Dr Brady, Dr Steer and John Bashford, a clinical haematologist and medical oncologist at The Wesley Hospital in Brisbane, said surgeons and oncologists worked as part of much bigger cancer teams but it was unclear if Labor’s bulk-billing incentive would capture other specialists. “We don’t know where this proposal begins and ends,” Dr Bashford said. “Which members of the cancer team will be affected? If I ask one of my cardiology colleagues … are they going to be covered? How do you stop gaps completely?
“It’s far more complex than it’s being portrayed and the achieving of a completely no-gap product is a very difficult thing for anybody to say ‘we’re going to do this’. We all struggle to understand how that concept will work in practice.
“Our primary concern is to see what this means from the perspective of our patients. What would concern us is an expectation that suddenly all cancer care can be free. That’s unachievable in both the public and private sectors with the detail so far provided by Labor.”
Health Minister Greg Hunt declared Mr Shorten had been “caught out misleading the public with a phony guarantee”.
“His so-called bulk-billing guarantee for cancer care has been exposed as a hoax within four days,” Mr Hunt said. “He should immediately apologise to patients and their families.”
The Royal College of Pathologists of Australasia yesterday complained that both sides of politics were ignoring the cost pressures. “Whilst we welcome the intention to more adequately fund diagnostic imaging, oncology and surgery, it is important to note that none of these modalities actually diagnose cancer,” RCPA president Bruce Latham said.
The Royal Australian and New Zealand College of Radiologists, which had called for increased MRI access, welcomed Labor’s announcement. So too did the Australian Diagnostic Imaging Association, which had campaigned for the restoration of Medicare indexation but not specifically sought special cancer rebates for MRIs.

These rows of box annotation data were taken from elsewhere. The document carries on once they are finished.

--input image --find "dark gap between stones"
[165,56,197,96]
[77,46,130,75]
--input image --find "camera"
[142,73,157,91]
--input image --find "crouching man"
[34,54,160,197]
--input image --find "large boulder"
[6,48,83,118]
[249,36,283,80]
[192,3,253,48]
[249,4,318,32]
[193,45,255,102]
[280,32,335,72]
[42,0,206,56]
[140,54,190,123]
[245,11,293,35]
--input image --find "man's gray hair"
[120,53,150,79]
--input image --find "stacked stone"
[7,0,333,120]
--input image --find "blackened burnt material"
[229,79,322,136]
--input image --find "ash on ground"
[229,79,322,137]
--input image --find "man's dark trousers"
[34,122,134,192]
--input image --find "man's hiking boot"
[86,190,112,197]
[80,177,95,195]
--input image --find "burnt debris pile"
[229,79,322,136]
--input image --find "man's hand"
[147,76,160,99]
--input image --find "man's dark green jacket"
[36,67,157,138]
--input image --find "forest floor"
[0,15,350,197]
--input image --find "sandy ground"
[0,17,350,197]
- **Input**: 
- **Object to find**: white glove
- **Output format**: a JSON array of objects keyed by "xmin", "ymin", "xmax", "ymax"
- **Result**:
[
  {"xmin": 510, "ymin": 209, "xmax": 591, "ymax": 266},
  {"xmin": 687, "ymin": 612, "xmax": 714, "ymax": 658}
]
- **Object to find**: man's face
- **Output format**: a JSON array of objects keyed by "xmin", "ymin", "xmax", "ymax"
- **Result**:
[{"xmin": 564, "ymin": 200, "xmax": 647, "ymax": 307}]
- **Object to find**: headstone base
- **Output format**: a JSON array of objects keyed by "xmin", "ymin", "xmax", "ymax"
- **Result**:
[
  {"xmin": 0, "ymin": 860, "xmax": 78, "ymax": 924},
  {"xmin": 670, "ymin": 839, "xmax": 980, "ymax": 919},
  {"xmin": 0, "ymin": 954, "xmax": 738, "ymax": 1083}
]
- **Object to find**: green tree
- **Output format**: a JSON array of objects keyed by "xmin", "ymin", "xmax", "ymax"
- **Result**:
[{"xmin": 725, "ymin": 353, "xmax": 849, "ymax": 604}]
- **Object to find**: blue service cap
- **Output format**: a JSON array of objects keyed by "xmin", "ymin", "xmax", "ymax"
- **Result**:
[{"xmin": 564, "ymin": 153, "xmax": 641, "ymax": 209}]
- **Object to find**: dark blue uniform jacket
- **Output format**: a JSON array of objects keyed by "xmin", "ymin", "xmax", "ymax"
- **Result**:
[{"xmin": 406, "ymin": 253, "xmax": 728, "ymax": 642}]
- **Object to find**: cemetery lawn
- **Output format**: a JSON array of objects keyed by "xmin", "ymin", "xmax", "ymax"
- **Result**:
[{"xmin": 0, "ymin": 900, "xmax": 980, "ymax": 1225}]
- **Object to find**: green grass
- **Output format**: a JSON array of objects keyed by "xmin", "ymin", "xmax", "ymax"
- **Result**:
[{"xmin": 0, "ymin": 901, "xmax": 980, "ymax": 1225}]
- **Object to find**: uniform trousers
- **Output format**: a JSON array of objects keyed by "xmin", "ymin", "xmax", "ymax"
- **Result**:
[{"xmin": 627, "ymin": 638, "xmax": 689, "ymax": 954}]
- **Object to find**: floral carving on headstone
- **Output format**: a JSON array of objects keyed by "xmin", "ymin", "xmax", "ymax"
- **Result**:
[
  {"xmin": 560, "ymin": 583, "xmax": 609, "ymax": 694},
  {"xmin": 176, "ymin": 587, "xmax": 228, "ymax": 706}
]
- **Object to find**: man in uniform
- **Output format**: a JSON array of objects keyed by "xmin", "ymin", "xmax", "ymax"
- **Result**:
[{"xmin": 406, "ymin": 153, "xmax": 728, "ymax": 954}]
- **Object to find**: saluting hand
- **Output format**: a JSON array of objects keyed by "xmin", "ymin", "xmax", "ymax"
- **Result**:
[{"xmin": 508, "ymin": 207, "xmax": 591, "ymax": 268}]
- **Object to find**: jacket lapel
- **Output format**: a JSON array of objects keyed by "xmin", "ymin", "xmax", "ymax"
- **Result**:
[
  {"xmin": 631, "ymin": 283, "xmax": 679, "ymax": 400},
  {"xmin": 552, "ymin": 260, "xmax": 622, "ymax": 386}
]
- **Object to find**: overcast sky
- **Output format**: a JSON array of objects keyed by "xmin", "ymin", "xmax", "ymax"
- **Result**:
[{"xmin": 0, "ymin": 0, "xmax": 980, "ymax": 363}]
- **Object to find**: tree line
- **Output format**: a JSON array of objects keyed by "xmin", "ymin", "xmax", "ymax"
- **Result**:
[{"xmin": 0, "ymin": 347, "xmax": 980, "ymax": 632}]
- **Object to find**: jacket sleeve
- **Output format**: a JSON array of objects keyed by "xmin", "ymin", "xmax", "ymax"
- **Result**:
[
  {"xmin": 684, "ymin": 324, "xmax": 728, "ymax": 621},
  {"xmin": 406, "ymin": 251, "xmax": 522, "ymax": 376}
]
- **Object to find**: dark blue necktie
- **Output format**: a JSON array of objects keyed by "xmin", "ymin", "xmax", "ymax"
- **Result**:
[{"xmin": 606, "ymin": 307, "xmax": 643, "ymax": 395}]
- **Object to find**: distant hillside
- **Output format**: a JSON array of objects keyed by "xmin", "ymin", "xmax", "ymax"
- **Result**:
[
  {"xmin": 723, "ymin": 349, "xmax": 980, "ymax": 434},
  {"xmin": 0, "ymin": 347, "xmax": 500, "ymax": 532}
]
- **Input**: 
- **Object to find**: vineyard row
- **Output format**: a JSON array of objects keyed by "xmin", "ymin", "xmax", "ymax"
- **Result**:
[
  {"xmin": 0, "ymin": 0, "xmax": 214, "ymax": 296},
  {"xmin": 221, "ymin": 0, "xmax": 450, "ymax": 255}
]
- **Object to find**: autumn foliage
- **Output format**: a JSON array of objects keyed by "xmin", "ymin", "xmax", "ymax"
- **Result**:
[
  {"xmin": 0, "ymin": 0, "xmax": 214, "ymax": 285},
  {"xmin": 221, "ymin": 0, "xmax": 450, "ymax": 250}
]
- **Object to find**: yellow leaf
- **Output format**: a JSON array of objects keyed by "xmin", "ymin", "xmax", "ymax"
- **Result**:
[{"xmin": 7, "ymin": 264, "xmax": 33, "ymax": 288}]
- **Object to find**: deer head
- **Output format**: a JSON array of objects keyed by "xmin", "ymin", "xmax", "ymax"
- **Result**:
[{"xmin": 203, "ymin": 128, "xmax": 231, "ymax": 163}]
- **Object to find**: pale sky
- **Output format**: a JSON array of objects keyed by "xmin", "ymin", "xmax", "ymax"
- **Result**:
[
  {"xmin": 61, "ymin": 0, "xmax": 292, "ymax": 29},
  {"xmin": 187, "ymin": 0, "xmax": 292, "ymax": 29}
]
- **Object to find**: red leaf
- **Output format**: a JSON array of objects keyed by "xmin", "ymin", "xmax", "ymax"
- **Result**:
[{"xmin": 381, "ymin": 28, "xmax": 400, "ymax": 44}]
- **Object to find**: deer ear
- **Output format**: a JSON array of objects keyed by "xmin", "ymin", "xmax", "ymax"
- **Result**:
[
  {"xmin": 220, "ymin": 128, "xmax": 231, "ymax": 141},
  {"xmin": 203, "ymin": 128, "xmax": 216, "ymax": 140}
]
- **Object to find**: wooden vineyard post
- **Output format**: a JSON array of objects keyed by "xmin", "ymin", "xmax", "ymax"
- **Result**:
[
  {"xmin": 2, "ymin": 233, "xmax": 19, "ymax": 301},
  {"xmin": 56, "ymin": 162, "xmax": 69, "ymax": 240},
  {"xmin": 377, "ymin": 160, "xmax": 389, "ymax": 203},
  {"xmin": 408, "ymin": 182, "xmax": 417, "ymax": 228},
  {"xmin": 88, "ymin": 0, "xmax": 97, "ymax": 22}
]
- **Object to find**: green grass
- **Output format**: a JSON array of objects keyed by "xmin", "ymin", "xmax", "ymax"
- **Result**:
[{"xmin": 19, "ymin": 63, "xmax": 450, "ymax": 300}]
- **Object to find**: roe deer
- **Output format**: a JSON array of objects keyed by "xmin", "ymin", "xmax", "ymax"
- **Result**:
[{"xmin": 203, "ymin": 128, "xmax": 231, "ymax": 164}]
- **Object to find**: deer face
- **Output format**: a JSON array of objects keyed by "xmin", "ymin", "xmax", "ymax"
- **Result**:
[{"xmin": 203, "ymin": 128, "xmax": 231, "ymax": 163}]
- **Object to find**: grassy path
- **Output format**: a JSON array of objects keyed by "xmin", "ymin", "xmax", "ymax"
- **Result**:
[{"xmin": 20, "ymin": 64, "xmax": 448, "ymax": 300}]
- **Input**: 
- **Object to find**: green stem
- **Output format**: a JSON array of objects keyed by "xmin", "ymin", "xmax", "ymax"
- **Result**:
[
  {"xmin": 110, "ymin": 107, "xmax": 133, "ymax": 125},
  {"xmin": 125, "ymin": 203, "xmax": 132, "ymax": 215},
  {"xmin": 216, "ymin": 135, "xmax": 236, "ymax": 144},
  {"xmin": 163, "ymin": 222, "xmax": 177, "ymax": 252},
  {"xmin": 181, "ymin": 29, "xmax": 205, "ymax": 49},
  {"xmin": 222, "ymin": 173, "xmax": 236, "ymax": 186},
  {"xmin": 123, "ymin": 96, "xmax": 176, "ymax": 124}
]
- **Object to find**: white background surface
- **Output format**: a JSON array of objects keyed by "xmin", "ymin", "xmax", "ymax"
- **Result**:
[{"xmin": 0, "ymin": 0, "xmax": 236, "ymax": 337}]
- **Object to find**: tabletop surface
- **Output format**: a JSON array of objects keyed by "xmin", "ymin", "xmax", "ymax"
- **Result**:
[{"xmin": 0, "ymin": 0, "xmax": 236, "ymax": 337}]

Visiting the Royal Brisbane and Women’s Hospital in Brisbane yesterday, Mr Shorten said Labor’s cancer plan, which he hailed as the single biggest investment in Medicare, was “the right thing to do”.
“The out-of-pocket costs of fighting cancer are too big,” he said. “This country is not doing enough to help patients in the fight of their life.”
Dr Brady said Labor’s plan to focus on cancer was “certainly opportunistic” and he was concerned about potential inequality it created among private patients.
“What about all the other diseases? … It’s kind of un-Australian I think,” he said.